I really struggled with the unknown for the next couple of weeks. For one I never had surgery outside of getting my wisdom teeth extracted, and two depending on my test results my life could change forever. I couldn’t imagine what I would do if diagnosed with cancer. I also wondered why my surgical oncology doctor said that he didn’t want to delay treatment, as if he was already drawing the conclusion that my test results were sure to return positive for cancer. A thousand thoughts ran through my mind, and to say the least I was feeling fearful and frustrated. I tried to counteract the negative thoughts through recalling scriptures, such as "God has not given me a spirit of fear" (2 Timothy 1:7) and "He will never leave me nor forsake me" (Deuteronomy 31:6). Deep down I knew that no matter what my results would be I had to remember that God is still God; however, keeping a focused mindset remained a challenge. My optimistic thoughts were, “Hey maybe they will say I don’t need surgery after all” but if I did need it my prayer was for God to bless my health, grant me His peace, see me safely through the procedure, and for Him to guide the minds and hands of every health-care provider who cared for me. I needed to encounter Christ through them. 

After being admitted to the hospital the morning of surgery, I went to pre-op where I was prepped for the procedure. My assigned nurse went through a series of questions for charting purposes and then he started my IV. Amongst all of the tasks that were protocol and general conversation my nurse unexpectedly mentioned how much he loved God and was a man of prayer, then I heard him speak healing over me in Jesus’ name. I believe it wasn’t by chance that God allowed me to have a praying nurse! I was in complete awe. I also had to be intubated during my procedure. This means I had a tube placed down my throat that was connected to a machine (ventilator). The ventilator helped control my breathing since the anesthesia I was given would not only make me unconscious, but also impact my breathing. I was not fond of this news, but the medical team thought it would be best since the surgery would require them to operate near my wind pipe and more than likely deeper than the surface level neck tissues.
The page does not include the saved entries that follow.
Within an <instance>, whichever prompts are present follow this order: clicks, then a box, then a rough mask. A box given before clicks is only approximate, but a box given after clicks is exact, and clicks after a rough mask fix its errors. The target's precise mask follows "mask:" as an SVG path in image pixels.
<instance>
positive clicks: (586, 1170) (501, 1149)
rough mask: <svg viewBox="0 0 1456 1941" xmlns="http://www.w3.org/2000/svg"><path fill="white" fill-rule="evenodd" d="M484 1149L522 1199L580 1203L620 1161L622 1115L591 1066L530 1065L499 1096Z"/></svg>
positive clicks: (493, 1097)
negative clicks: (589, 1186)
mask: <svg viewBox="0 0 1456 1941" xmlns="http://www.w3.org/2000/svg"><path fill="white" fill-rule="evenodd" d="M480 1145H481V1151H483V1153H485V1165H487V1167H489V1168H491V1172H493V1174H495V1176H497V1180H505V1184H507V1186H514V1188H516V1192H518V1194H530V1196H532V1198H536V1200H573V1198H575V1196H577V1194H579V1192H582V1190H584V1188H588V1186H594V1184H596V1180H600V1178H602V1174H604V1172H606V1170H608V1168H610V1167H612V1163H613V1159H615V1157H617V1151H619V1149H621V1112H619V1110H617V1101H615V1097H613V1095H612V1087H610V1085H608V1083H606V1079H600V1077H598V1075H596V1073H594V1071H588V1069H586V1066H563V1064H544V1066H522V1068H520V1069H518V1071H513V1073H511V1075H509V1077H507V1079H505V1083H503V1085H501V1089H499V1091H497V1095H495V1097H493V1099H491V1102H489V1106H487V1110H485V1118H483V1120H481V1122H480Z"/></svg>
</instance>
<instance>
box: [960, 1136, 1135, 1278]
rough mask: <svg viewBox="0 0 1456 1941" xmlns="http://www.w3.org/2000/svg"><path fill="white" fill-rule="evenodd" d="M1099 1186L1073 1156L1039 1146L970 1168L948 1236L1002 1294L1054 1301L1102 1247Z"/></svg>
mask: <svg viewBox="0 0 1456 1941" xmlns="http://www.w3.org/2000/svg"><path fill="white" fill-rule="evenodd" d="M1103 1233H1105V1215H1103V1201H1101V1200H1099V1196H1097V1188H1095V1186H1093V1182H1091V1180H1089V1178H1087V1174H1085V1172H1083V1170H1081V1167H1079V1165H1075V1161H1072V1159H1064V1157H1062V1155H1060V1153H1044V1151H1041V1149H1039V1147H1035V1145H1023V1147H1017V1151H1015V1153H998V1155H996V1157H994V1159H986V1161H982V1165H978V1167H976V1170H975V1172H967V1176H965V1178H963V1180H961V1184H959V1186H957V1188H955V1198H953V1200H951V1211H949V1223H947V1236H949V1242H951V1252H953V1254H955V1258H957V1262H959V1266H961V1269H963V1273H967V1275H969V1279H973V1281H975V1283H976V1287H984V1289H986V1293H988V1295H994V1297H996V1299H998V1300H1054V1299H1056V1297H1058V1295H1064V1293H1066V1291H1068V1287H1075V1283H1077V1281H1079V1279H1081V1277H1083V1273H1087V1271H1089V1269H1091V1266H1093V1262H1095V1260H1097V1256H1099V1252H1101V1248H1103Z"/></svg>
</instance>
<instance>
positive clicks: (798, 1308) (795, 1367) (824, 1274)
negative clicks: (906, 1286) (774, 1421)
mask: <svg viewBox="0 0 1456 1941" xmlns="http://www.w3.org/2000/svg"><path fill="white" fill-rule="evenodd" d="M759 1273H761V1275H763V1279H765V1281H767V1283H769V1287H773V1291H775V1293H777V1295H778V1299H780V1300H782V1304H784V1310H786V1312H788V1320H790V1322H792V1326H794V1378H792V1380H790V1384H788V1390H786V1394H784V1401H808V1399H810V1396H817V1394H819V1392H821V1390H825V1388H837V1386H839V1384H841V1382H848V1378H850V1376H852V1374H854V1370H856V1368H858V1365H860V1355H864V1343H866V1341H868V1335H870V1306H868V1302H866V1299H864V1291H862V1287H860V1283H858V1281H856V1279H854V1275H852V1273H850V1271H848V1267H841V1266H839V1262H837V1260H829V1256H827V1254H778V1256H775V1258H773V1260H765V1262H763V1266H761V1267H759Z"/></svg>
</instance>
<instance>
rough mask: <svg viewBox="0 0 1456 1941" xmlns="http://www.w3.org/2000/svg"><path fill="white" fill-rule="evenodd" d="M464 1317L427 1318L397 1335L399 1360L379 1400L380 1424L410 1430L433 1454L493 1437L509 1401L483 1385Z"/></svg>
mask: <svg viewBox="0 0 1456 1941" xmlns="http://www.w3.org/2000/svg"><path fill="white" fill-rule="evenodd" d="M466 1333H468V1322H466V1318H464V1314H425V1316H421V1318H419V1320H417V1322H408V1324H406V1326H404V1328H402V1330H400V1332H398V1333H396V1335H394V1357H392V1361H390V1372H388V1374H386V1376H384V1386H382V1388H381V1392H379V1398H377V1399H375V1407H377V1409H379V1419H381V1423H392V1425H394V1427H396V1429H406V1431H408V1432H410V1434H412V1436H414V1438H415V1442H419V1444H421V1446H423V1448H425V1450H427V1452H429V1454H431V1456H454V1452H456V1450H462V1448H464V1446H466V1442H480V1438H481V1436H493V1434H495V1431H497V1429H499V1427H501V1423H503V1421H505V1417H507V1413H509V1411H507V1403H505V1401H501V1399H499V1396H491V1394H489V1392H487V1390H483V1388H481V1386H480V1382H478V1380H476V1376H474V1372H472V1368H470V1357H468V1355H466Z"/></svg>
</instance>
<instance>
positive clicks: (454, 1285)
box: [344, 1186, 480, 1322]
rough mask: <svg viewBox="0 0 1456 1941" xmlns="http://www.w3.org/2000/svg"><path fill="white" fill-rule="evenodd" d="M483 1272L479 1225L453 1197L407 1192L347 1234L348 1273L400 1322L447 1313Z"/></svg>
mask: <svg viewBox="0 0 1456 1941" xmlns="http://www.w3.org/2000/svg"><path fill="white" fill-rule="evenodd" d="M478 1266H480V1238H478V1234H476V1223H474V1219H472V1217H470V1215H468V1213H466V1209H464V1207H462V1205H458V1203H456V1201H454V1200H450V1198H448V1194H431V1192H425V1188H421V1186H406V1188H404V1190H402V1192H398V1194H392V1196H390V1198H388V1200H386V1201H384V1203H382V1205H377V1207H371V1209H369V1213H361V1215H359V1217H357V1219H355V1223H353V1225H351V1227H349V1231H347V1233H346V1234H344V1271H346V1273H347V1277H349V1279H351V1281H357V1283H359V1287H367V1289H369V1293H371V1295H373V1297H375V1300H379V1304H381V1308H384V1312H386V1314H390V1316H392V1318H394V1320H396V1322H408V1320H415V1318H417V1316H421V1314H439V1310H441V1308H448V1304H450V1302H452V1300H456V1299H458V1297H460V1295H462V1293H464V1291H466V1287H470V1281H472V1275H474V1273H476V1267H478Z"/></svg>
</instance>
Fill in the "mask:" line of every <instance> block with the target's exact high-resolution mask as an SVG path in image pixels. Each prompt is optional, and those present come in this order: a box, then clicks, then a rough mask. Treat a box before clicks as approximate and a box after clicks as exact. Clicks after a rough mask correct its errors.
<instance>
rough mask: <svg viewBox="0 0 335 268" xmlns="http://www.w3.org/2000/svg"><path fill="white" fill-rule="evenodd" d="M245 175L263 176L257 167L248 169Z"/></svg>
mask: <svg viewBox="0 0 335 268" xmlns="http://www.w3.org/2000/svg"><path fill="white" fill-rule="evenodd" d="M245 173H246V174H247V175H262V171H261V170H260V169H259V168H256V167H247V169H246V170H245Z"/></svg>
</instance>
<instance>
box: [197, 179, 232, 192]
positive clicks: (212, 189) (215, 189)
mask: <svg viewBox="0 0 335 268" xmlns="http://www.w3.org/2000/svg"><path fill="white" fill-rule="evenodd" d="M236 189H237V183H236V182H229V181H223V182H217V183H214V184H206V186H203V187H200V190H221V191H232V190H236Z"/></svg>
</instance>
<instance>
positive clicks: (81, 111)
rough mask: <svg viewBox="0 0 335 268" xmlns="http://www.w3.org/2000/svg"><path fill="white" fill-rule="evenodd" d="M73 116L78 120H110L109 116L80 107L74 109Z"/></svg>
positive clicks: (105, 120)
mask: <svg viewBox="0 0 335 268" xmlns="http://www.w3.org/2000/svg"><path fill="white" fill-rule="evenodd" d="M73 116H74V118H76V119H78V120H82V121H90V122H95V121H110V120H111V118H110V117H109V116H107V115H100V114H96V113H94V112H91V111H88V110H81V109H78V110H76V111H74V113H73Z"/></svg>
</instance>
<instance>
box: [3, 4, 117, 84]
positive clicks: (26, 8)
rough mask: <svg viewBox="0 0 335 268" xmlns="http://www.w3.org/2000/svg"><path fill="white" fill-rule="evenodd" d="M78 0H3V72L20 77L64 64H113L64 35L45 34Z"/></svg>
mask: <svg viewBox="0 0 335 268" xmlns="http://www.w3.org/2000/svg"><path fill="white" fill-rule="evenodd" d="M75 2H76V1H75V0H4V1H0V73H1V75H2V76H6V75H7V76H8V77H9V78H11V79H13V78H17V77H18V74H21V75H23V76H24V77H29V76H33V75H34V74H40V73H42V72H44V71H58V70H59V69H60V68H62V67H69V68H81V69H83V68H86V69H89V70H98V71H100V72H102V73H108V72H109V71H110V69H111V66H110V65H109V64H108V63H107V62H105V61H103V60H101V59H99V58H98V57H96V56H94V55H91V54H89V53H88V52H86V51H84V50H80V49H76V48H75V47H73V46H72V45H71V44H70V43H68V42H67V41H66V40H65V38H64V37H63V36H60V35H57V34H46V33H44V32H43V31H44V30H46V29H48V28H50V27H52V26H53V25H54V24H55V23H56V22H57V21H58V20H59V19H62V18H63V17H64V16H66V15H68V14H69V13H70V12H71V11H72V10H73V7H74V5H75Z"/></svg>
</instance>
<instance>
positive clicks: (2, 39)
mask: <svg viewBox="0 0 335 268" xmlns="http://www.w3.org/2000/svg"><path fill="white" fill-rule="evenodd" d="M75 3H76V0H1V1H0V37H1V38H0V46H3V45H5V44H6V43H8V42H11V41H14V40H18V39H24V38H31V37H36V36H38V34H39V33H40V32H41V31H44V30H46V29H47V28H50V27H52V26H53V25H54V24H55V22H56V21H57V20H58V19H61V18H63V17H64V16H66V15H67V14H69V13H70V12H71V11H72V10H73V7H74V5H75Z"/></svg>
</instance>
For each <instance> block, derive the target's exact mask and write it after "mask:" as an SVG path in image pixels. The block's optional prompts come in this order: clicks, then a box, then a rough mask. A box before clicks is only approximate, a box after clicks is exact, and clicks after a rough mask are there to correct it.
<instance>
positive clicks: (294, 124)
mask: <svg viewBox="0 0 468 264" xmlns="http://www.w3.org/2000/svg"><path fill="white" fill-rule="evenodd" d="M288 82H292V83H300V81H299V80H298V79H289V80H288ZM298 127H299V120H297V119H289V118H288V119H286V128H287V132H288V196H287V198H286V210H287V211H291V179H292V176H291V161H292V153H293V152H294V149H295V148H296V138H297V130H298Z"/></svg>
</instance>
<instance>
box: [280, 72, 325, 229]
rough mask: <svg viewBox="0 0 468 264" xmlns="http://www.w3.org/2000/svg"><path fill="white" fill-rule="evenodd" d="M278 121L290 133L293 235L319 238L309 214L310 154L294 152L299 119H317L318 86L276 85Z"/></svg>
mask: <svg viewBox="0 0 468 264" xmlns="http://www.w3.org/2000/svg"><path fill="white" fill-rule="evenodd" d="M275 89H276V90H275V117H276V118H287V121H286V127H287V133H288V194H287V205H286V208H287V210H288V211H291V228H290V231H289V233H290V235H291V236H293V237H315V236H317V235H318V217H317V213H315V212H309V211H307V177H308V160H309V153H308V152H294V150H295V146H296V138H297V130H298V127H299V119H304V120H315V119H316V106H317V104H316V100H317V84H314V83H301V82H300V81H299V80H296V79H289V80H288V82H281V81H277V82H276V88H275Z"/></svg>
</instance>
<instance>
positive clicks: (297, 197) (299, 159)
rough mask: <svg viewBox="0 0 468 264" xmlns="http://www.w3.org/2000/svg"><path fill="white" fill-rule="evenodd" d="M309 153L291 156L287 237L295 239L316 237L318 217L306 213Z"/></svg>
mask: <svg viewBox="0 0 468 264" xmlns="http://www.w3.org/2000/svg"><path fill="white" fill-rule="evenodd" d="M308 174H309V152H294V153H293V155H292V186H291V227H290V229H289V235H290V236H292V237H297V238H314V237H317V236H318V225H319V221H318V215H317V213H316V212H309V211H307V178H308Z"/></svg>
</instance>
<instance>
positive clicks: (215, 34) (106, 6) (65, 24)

I marvel at God’s faithfulness and have no doubt that He and His angels were with me in the operating room and in the mist of everything else that happened that day. I could see His presence in everything from the time I entered the hospital to the time I left and beyond. Although I experienced certain discomforts for the next couple of weeks, my recovery went well. And the best news of all, my test results came back negative. The doctor could not explain why my gland swelled. They said that when this happens it's rare that it’s not connected to some form of cancer or sickness. I however knew an explanation and His name is Jesus! I am beyond grateful and cannot thank God enough for seeing me through this difficult situation. Praise God, for His faithfulness is great!